Wyrok z dnia 2000-04-17 sygn. V CKN 32/00
Numer BOS: 2146010
Data orzeczenia: 2000-04-17
Rodzaj organu orzekającego: Sąd Najwyższy
Najważniejsze fragmenty orzeczenia w Standardach:
- Wartość bezpodstawnego wzbogacenia; nominalna wartość roszczenia; waloryzacja sądowa
- Zasada rozliczenia "ekwiwalentnego"
Sygn. akt V CKN 32/00
Wyrok z dnia 17 kwietnia 2000 r.
Przewodniczący: SSN Tadeusz Domińczyk.
Sędziowie SN: Marian Kocon, Mirosława Wysocka (spr.).
Protokolant: Ewa Zawisza.
Uzasadnienie
Wyrokiem z dnia 10 marca 1998 r. Sąd Apelacyjny we Wrocławiu oddalił apelację pozwanego Wielkopolskiego Banku Kredytowego S.A. Oddziału w W. od wyroku Sądu Wojewódzkiego we Wrocławiu z dnia 25 listopada W 1997 r., którym od tegoż pozwanego zasądzono na rzecz Lidii R. kwotą 15.750 zł (z dochodzonej kwoty 21.000 zł) z odsetkami ustawowymi i kosztami procesu.

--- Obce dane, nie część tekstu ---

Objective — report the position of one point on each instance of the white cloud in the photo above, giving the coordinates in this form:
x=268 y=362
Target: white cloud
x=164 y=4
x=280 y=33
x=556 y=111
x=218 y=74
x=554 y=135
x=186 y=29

Podstawa faktyczna rozstrzygnięcia, przyjęta przez Sądy, przedstawiała się następująco.
Pozwany Bank był wierzycielem męża powódki z racji udzielonego przezeń poręczenia i w dniu 3 stycznia 1992 r. złożył do komornika wniosek egzekucyjny; w postępowaniu egzekucyjnym komornik zajął należący do dłużnika samochód osobowy, którego wartość ustalona została na 8.000 zł. Samochód został sprzedany w drodze licytacji w dniu 26 czerwca 1993 r. za kwotę 6.000 zł. Z kwoty tej, po potrąceniu kosztów egzekucyjnych, pozwanemu wypłacono 3.666 zł. W dniu 20 sierpnia 1993 r. powódka wystąpiła przeciwko pozwanemu o unieważnienie umowy poręczenia i wyrokiem z dnia 25 kwietnia 1996 r. nieważność tę stwierdzono. Na tej podstawie powódka wystąpiła następnie z pozwem o zapłatę kwoty 21.000 zł, odpowiadającą - jej zdaniem - wartości samochodu w dacie wniesienia pozwu, a tym samym wartości bezpodstawnego wzbogacenia pozwanego jej kosztem (samochód należał do majątku wspólnego powódki i jej męża). Sąd pierwszej instancji ocenił, że pozwany uzyskał korzyść majątkową w wyniku nienależnego świadczenia (art. 410 § 2 k.c.) oraz że wzbogacenie polegało na uzyskaniu sumy pieniężnej. Przyjął dalej, że kwota 6.000 zł stanowiła "realną korzyść pozwanego" i odpowiadała 75% wartości samochodu (wycena licytacyjna). Wyraziwszy pogląd, że jeśli wzbogacenie polega na uzyskaniu sumy pieniężnej, to "wzbogacony powinien zwrócić świadczenie pieniężne przeliczone zgodnie z zasadą ekwiwalentności", Sąd pierwszej instancji w konsekwencji uznał, że pozwany jest zobowiązany do zwrotu bezpodstawnie uzyskanej korzyści w kwocie 15.750 zł, stanowiącej 75% wartości samochodu w dacie zgłoszenia żądania.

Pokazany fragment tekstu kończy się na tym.